Achilles Tendon Rupture
Achilles tendon rupture is when the achilles tendon breaks. The achilles is the most commonly injured tendon. Rupture can occur while performing actions requiring explosive acceleration, such as pushing off or jumping. The male to female ratio for Achilles tendon rupture varies between 7:1 and 4:1 across various studies.
The Achilles tendon is most commonly injured by sudden plantarflexion or dorsiflexion of the ankle, or by forced dorsiflexion of the ankle outside its normal range of motion.
Other mechanisms by which the Achilles can be torn involve sudden direct trauma to the tendon, or sudden activation of the Achilles after atrophy from prolonged periods of inactivity. Some other common tears can occur from overuse while participating in intense sports. Twisting or jerking motions can also contribute to injury.
Fluoroquinolone antibiotics, famously ciprofloxacin, are known to increase the risk of tendon rupture, particularly Achilles.
People who commonly fall victim to Achilles rupture or tear include recreational athletes, people of old age, individuals with previous Achilles tendon tears or ruptures, previous tendon injections or quinolone use, extreme changes in training intensity or activity level, and participation in a new activity.
Most cases of Achilles tendon rupture are traumatic sports injuries. The average age of patients is 29–40 years with a male-to-female ratio of nearly 20:1. Fluoroquinoloneantibiotics, such as ciprofloxacin, and glucocorticoids have been linked with an increased risk of Achilles tendon rupture. Direct steroid injections into the tendon have also been linked to rupture.

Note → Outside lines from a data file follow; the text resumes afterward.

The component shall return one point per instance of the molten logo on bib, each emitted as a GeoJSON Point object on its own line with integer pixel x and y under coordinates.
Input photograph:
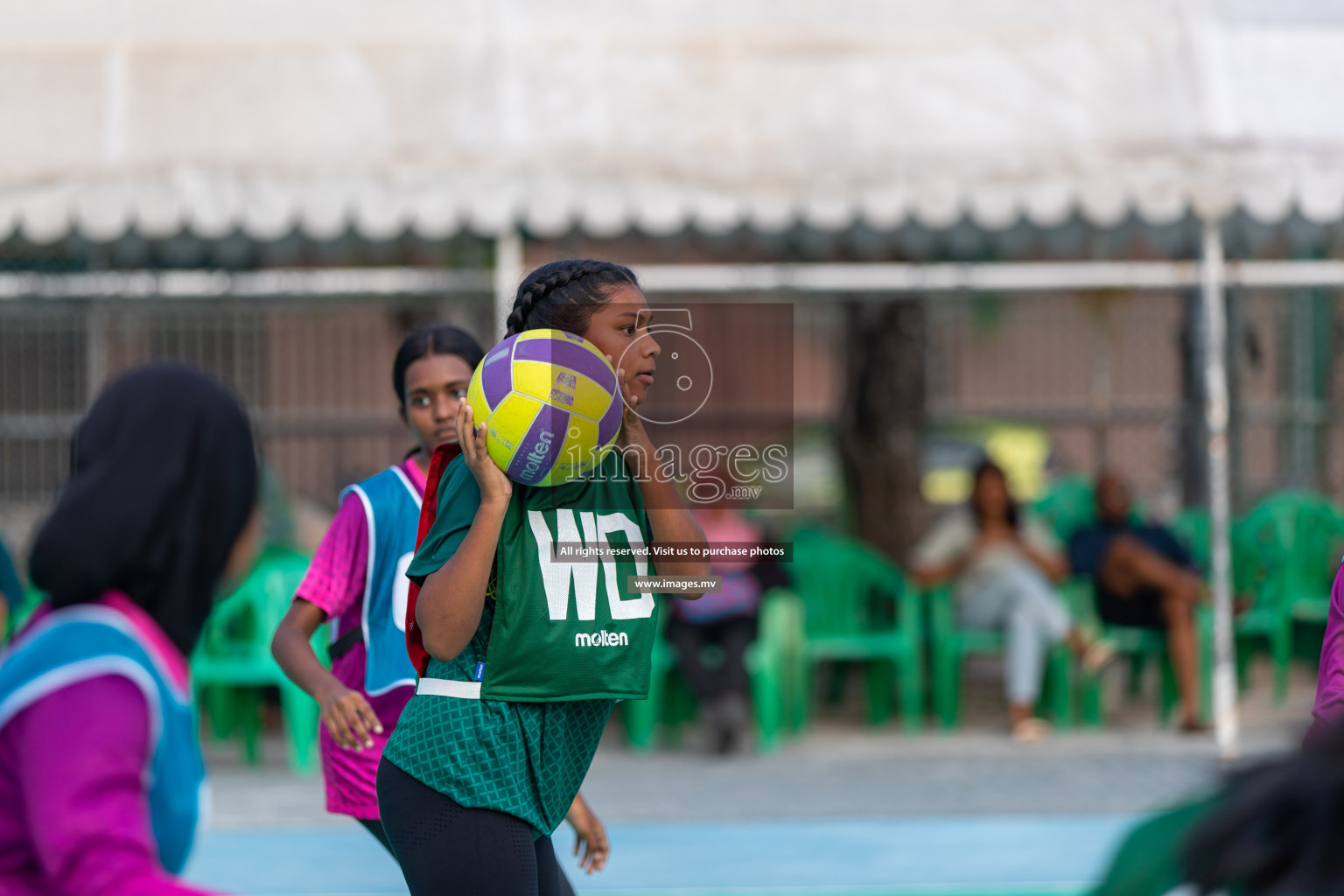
{"type": "Point", "coordinates": [539, 451]}
{"type": "Point", "coordinates": [601, 640]}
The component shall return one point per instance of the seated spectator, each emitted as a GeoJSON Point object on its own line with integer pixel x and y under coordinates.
{"type": "Point", "coordinates": [1270, 830]}
{"type": "Point", "coordinates": [726, 618]}
{"type": "Point", "coordinates": [1002, 566]}
{"type": "Point", "coordinates": [1144, 578]}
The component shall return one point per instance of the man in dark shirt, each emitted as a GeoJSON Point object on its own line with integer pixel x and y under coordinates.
{"type": "Point", "coordinates": [1144, 578]}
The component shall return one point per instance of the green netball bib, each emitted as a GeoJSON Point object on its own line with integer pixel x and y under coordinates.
{"type": "Point", "coordinates": [566, 627]}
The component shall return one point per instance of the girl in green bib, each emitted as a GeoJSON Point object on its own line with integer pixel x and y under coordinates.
{"type": "Point", "coordinates": [527, 654]}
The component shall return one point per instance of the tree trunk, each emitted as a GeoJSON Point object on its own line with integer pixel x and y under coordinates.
{"type": "Point", "coordinates": [882, 418]}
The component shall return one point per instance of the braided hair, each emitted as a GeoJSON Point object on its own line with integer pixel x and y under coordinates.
{"type": "Point", "coordinates": [566, 294]}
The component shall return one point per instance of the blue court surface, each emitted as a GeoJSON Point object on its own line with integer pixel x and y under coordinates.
{"type": "Point", "coordinates": [973, 856]}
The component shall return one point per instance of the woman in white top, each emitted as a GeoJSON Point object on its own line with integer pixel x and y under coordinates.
{"type": "Point", "coordinates": [1003, 567]}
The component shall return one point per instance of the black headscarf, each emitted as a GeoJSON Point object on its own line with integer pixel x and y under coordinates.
{"type": "Point", "coordinates": [163, 479]}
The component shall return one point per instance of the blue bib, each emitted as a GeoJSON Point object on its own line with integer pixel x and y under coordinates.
{"type": "Point", "coordinates": [391, 508]}
{"type": "Point", "coordinates": [89, 641]}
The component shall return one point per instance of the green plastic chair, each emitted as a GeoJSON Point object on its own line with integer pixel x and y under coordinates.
{"type": "Point", "coordinates": [769, 662]}
{"type": "Point", "coordinates": [233, 660]}
{"type": "Point", "coordinates": [952, 644]}
{"type": "Point", "coordinates": [1291, 544]}
{"type": "Point", "coordinates": [858, 609]}
{"type": "Point", "coordinates": [19, 612]}
{"type": "Point", "coordinates": [1068, 504]}
{"type": "Point", "coordinates": [1138, 647]}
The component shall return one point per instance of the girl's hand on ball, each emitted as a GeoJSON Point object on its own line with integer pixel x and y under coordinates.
{"type": "Point", "coordinates": [489, 477]}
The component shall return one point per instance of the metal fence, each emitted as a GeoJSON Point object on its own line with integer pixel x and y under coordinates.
{"type": "Point", "coordinates": [316, 378]}
{"type": "Point", "coordinates": [1101, 373]}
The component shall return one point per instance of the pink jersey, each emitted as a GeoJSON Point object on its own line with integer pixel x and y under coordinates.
{"type": "Point", "coordinates": [335, 584]}
{"type": "Point", "coordinates": [1329, 679]}
{"type": "Point", "coordinates": [74, 816]}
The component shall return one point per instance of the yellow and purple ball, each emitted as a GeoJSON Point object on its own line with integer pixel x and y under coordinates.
{"type": "Point", "coordinates": [550, 404]}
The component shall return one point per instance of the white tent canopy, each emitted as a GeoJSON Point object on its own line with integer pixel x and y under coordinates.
{"type": "Point", "coordinates": [440, 116]}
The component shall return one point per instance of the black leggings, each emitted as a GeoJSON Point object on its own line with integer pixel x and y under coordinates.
{"type": "Point", "coordinates": [375, 828]}
{"type": "Point", "coordinates": [446, 850]}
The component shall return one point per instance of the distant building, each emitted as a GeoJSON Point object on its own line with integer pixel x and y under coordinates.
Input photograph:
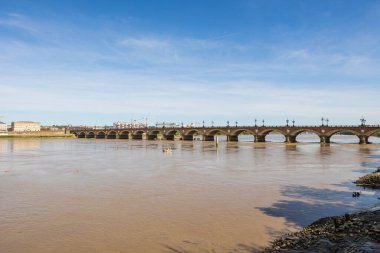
{"type": "Point", "coordinates": [166, 124]}
{"type": "Point", "coordinates": [122, 125]}
{"type": "Point", "coordinates": [26, 126]}
{"type": "Point", "coordinates": [3, 128]}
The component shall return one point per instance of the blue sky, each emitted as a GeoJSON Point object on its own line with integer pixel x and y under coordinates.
{"type": "Point", "coordinates": [96, 62]}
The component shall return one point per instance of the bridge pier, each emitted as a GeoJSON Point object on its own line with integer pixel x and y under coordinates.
{"type": "Point", "coordinates": [363, 139]}
{"type": "Point", "coordinates": [325, 139]}
{"type": "Point", "coordinates": [137, 137]}
{"type": "Point", "coordinates": [290, 139]}
{"type": "Point", "coordinates": [259, 138]}
{"type": "Point", "coordinates": [152, 137]}
{"type": "Point", "coordinates": [116, 136]}
{"type": "Point", "coordinates": [189, 137]}
{"type": "Point", "coordinates": [208, 137]}
{"type": "Point", "coordinates": [233, 138]}
{"type": "Point", "coordinates": [169, 137]}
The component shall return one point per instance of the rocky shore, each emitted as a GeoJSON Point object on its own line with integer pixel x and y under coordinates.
{"type": "Point", "coordinates": [371, 180]}
{"type": "Point", "coordinates": [358, 232]}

The Achilles tendon is the strongest and thickest tendon in the body, connecting the gastrocnemius, soleus and plantaris to the calcaneus. It is approximately 15 centimeters (5.9 inches) long and begins near the middle portion of the calf. Contraction of the gastrosoleus plantarflexes the foot, enabling such activities as walking, jumping, and running. The Achilles tendon receives its blood supply from its musculotendinous junction with the triceps surae and its innervation from the sural nerve and to a lesser degree from the tibial nerve.
Diagnosis is made by clinical history; typically people say it feels like being kicked or shot behind the ankle. Upon examination a gap may be felt just above the heel unless swelling has filled the gap and the Simmonds' test (aka Thompson test) will be positive; squeezing the calf muscles of the affected side while the patient lies prone, face down, with his feet hanging loose results in no movement (no passive plantarflexion) of the foot, while movement is expected with an intact Achilles tendon and should be observable upon manipulation of the uninvolved calf. Walking will usually be severely impaired, as the patient will be unable to step off the ground using the injured leg. The patient will also be unable to stand up on the toes of that leg, and pointing the foot downward (plantarflexion) will be impaired. Pain may be severe, and swelling is common.

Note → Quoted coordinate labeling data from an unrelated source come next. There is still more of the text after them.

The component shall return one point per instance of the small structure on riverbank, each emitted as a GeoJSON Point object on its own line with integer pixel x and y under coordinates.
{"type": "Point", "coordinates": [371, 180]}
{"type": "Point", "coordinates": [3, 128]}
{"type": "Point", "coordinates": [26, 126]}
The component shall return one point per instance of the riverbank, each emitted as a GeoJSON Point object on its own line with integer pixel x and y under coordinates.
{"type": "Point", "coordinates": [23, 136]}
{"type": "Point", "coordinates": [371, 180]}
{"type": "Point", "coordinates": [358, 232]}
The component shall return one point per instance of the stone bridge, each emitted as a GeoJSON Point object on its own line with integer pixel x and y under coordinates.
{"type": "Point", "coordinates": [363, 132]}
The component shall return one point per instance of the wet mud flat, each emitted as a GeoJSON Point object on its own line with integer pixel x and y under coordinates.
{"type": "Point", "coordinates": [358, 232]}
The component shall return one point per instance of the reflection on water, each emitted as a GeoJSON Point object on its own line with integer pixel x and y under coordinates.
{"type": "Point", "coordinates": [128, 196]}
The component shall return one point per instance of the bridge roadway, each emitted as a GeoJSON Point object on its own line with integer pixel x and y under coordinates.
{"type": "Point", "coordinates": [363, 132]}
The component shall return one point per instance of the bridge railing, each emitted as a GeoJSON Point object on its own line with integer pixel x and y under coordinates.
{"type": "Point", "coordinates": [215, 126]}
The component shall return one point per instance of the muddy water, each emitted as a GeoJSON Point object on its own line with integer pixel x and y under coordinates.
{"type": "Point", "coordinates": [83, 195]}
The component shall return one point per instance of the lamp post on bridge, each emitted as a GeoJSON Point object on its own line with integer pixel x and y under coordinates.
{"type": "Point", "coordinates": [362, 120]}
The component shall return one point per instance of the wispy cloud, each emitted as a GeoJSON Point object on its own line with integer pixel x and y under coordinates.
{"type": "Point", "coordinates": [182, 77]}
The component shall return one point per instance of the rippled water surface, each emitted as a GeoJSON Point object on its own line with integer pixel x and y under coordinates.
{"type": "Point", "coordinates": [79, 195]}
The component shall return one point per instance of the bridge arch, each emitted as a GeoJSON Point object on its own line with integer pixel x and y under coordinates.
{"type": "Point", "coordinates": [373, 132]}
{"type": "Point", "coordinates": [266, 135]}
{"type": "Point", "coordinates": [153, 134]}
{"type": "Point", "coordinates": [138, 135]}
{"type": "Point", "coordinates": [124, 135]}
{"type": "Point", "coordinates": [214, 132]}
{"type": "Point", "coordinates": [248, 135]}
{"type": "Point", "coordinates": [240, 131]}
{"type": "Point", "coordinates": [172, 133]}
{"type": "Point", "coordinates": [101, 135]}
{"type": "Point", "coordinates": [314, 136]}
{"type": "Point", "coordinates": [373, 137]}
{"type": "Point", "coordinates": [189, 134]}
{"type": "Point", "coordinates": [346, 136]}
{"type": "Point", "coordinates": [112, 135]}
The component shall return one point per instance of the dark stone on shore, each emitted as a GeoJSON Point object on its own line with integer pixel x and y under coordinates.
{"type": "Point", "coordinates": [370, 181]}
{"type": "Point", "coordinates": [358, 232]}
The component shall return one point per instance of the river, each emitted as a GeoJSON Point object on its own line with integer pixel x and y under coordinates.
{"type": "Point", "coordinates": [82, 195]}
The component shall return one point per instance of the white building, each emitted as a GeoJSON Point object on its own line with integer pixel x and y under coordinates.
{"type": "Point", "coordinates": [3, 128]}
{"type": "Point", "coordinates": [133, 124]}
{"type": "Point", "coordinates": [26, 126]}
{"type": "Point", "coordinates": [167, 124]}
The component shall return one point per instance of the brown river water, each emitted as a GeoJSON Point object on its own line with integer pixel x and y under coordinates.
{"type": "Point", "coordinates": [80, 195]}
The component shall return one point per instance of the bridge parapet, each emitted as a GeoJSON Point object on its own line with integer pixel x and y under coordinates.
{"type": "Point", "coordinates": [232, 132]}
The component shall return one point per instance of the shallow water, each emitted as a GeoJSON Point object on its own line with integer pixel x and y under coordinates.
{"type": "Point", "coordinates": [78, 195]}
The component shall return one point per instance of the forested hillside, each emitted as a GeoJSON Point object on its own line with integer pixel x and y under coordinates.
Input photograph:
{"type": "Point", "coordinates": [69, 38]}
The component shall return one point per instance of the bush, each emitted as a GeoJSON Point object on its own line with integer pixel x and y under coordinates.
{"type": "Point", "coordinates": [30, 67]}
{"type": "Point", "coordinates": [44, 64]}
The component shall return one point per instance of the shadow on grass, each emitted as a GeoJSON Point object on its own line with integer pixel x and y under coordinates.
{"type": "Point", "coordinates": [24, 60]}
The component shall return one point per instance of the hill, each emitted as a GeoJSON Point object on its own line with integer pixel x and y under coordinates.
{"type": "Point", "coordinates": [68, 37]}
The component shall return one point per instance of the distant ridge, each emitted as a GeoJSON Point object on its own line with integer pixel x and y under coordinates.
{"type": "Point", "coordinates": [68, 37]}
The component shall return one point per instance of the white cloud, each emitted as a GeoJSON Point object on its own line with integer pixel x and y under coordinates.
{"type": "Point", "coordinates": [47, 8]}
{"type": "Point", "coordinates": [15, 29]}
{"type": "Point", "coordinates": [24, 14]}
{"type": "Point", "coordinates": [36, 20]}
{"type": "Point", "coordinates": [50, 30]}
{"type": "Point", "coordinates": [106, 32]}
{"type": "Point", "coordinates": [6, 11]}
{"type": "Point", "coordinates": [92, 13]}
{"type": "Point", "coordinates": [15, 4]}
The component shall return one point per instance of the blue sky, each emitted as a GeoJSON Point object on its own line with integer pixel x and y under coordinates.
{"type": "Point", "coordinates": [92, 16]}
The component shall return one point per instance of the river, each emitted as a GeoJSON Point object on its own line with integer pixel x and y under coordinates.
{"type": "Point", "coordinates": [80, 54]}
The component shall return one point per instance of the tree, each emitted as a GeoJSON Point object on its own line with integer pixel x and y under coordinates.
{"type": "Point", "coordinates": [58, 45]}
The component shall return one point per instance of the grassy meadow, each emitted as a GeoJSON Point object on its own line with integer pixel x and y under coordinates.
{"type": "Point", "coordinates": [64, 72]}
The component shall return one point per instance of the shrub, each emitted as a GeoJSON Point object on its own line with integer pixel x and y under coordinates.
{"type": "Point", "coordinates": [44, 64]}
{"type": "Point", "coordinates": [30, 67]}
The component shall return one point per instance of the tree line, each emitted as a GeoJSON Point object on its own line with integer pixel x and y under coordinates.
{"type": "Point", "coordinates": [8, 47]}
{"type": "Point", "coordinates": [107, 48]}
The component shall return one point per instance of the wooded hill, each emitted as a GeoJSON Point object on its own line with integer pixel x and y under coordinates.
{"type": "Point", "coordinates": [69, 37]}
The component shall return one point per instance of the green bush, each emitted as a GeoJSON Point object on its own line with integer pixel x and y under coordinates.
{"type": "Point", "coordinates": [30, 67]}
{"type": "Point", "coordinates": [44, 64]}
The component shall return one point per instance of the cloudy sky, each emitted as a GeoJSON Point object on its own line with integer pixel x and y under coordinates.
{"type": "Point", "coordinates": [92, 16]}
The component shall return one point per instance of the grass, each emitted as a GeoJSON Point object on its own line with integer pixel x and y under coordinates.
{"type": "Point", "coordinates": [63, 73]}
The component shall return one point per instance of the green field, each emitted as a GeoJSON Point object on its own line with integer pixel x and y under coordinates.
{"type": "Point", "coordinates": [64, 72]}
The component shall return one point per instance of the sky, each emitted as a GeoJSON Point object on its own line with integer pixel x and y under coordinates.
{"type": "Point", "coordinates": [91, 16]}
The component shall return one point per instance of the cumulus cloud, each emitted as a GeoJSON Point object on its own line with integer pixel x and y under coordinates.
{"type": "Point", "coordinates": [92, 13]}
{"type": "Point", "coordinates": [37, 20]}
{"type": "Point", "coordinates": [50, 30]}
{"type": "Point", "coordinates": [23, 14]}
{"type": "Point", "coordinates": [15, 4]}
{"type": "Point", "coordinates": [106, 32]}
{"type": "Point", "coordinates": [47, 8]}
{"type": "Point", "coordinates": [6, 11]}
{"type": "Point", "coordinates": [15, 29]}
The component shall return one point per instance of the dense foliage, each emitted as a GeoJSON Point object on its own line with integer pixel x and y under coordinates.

Sometimes an ultrasound scan may be required to clarify or confirm the diagnosis. MRI can also be used to confirm the diagnosis.
Treatment options for an Achilles tendon rupture include surgical and non-surgical approaches.
There are two different types of surgeries:
During an open surgery an incision is made in the back of the leg and the Achilles tendon is stitched together.
In percutaneous surgery, the surgeon makes several small incisions, rather than one large incision, and sews the tendon back together through the incision(s). Surgery may be delayed for about a week after the rupture to let the swelling go down. For sedentary patients and those who have vasculopathy or risks for poor healing, percutaneous surgical repair may be a better treatment choice than open surgical repair.
There are three things that need to be kept in mind while rehabilitating a ruptured Achilles:
To briefly summarize the steps of rehabilitating a ruptured Achilles tendon, you should begin with range of motion type stretching. This will allow the ankle to get used to moving again and get ready for weight bearing activities. Then there is functional strength, this is where weight bearing should begin in order to start strengthening the tendon and getting it ready to perform daily activities and eventually in athletic situations.